I did not tell him that the data were for equivalent equations. The flimsy foundation of ridge regression was confirmed in my mind by the fact that he did not ask me anything about the data he was analyzing. They were just numbers to be manipulated. He was just like a computer. Numbers are numbers. Who knows or cares what they represent? He estimated the models and returned four contradictory sets of ridge estimates.

Smith played a similar prank on a technical stock analyst. He sent fictional daily stock prices based on student coin flips to the analyst to see if it would be a good time to invest. The analyst never asked what companies the price history was from but became very excited about the opportunity to invest in a few of them. When Smith informed him that they were only coin flips, he was disappointed. He was not disappointed that his approach found false opportunities in noise but that he could not bet on his predictions. He was such a firm believer in his technical analysis that he actually believed he could predict future coin flips.

Automated stock-trading systems, similar to AI, are not concerned with real world companies; the buy and sell decisions are based entirely on transitory patterns in the price and the algorithms are tuned to the primarily meaningless noise of historical data. I wondered why, if stock trading systems are garbage, investment companies spend billions of dollars on trading centers as close to markets as possible. Smith explains this as well: they want to exploit tiny price discrepancies thousands of times per second or to front-run orders from investors and effectively pick-pocket them. This single-minded pursuit of a narrow goal without concern for the greater good is unfortunately also a feature of AI. The mindless world of high-frequency trading, both when it is profitable (exploiting others) and when it is not (making baseless predictions based on spurious patterns), serves as an apt warning about the future that awaits other industries if they automate their decision-making.

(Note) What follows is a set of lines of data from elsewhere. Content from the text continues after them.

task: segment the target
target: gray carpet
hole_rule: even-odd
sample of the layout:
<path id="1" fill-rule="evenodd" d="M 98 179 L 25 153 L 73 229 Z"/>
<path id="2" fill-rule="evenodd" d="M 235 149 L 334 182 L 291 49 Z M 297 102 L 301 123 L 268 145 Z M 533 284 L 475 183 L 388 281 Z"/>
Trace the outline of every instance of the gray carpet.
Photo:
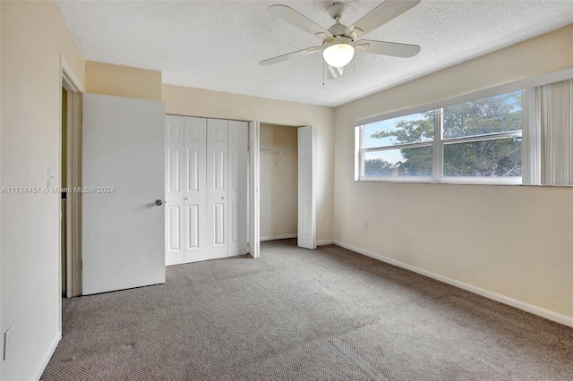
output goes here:
<path id="1" fill-rule="evenodd" d="M 64 300 L 44 380 L 571 380 L 573 329 L 337 246 Z"/>

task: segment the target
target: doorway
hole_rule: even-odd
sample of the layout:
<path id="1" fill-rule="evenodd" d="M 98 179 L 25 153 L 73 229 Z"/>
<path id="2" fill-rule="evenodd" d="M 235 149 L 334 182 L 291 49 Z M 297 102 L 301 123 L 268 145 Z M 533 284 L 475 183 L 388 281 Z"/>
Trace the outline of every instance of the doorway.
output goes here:
<path id="1" fill-rule="evenodd" d="M 55 183 L 60 197 L 59 328 L 62 332 L 62 298 L 81 295 L 81 195 L 72 191 L 81 186 L 81 94 L 83 85 L 72 67 L 61 58 L 61 123 L 59 173 Z"/>
<path id="2" fill-rule="evenodd" d="M 261 123 L 261 241 L 296 238 L 298 129 Z"/>

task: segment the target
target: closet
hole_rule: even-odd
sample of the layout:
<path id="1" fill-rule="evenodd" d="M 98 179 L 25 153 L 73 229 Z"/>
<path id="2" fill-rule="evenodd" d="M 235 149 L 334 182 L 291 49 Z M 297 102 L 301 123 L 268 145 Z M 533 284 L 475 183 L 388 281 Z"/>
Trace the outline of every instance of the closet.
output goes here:
<path id="1" fill-rule="evenodd" d="M 261 241 L 297 236 L 298 128 L 261 123 Z"/>
<path id="2" fill-rule="evenodd" d="M 166 116 L 166 265 L 247 252 L 248 123 Z"/>

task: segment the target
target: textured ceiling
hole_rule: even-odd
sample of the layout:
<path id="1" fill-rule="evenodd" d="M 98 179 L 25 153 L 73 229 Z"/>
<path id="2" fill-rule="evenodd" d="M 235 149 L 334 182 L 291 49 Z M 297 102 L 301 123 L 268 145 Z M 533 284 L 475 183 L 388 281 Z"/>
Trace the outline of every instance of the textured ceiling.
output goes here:
<path id="1" fill-rule="evenodd" d="M 420 54 L 357 54 L 343 77 L 323 84 L 320 52 L 258 62 L 321 42 L 269 14 L 270 4 L 328 29 L 332 1 L 56 3 L 87 60 L 161 71 L 164 83 L 330 106 L 573 23 L 573 0 L 423 0 L 364 36 L 419 45 Z M 381 2 L 344 3 L 341 22 L 350 25 Z"/>

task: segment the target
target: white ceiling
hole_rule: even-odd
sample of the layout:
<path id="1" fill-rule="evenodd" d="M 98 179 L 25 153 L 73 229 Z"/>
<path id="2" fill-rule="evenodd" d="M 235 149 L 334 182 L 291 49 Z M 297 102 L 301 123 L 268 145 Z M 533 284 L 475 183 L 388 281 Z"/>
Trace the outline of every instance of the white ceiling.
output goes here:
<path id="1" fill-rule="evenodd" d="M 56 1 L 87 60 L 163 72 L 163 82 L 336 106 L 573 23 L 573 0 L 423 0 L 364 38 L 422 47 L 409 59 L 359 54 L 322 81 L 321 40 L 272 16 L 286 4 L 324 28 L 333 1 Z M 344 1 L 350 25 L 381 1 Z M 573 42 L 572 42 L 573 43 Z"/>

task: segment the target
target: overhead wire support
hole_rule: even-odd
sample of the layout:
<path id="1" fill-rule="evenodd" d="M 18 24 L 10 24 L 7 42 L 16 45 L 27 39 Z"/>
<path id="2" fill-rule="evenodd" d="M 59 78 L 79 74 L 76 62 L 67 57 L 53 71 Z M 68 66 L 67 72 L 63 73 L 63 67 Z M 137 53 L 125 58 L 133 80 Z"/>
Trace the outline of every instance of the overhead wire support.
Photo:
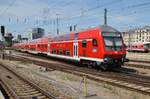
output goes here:
<path id="1" fill-rule="evenodd" d="M 8 5 L 8 7 L 7 7 L 6 9 L 4 9 L 3 11 L 1 11 L 0 15 L 3 15 L 4 13 L 6 13 L 7 10 L 8 10 L 10 7 L 12 7 L 12 6 L 15 4 L 16 1 L 17 1 L 17 0 L 13 0 L 13 1 Z"/>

Gary Smith draws a clear distinction between post-hoc justification for patterns found rummaging through data and the formation of reasonable hypotheses that are then validated or refuted based on the evidence. The former is unreliable and potentially dangerous while the latter was the basis of the scientific revolution. AI is built, unfortunately, to maximize rummaging and minimize critical thinking. The good news is that this blind spot ensures that AI will not be replacing scientists in the workforce anytime soon.

There Are No Shortcuts

If you have read other books from Gary Smith, you know to expect many easy-to-follow examples that demonstrate his ideas. Physicist Richard Feynman once said “If you cannot explain something in simple terms, you don’t understand it.” Smith has many years of teaching experience and has developed a rare talent for boiling ideas down to their essence and communicating them in a way that anyone can understand.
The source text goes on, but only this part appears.